Ze was al oud, en werd verliefd. Voor het eerst sinds HEM. Hij was net achttien
geworden, net als HIJ toen. Ze beleefde hetzelfde als zovele jaren geleden, bruiste,
vlamde, was trots en verlegen tegelijk, dankte god voor haar hervonden geluk, en
schreeuwde van het podium, dat ze weer thuis was. Dat ze weer kon voelen, zoals
ze dat ooit eerder had gekund.
Dalida was een intelligente vrouw; ze had het moeten zien aankomen.
"Ik hou van je", zei hij tegen haar, dat zinnetje had-ie gehoord in een film.
Zij leerde hem de liefde zoals zij haar publiek de liefde leerde, en toen hij was
uitgeleerd pakte hij zijn biezen en ging er vandoor.
Wat had ze toen ook alweer gedacht?

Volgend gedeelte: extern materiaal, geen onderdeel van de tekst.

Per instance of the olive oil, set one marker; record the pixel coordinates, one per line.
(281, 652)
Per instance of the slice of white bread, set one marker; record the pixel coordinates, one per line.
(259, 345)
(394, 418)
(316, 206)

O ja, ze had geprobeerd hem te overtuigen van
het feit dat zij de ware voor hem was, ze had hem willen vasthouden, willen
terugtrekken. Tevergeefs. Hij was niet teruggekomen. Het had haar alle energie
van haar leven gekost.
En nu was het dan weer zover. "Ga maar", zei ze ditmaal. "Ach, we hebben het toch
best tof gehad samen?", besloot hij. "Ja", antwoordde zei, en wist, dat hij nooit
zou begrijpen wat zij voelde, dat geen lied meer toereikend was.
Een paar dagen later sloegen twee mannen in Parijs de krant open. "La Dali est
morte", stond er groot. De jongeman, die op zijn kamer zat, slikte. Hij draaide
zich om naar zijn vriendin, zij vroeg "Wat is er?", hij zei "Niets", en leefde verder.
De oude man, hij was net iets jonger dan zij, las en slikte eveneens. "Wat is er?",
vroeg zijn vrouw, en hij antwoordde "Niets." 's Avonds pakte hij met trillende
handen de goed verstopte brief uit de kast, die hij jaren geleden had geschreven,
en nooit had durven versturen. "Chere Dali, ", las hij, terwijl er een traan viel
op het papier.
Zonder verder te lezen propte hij de brief terug.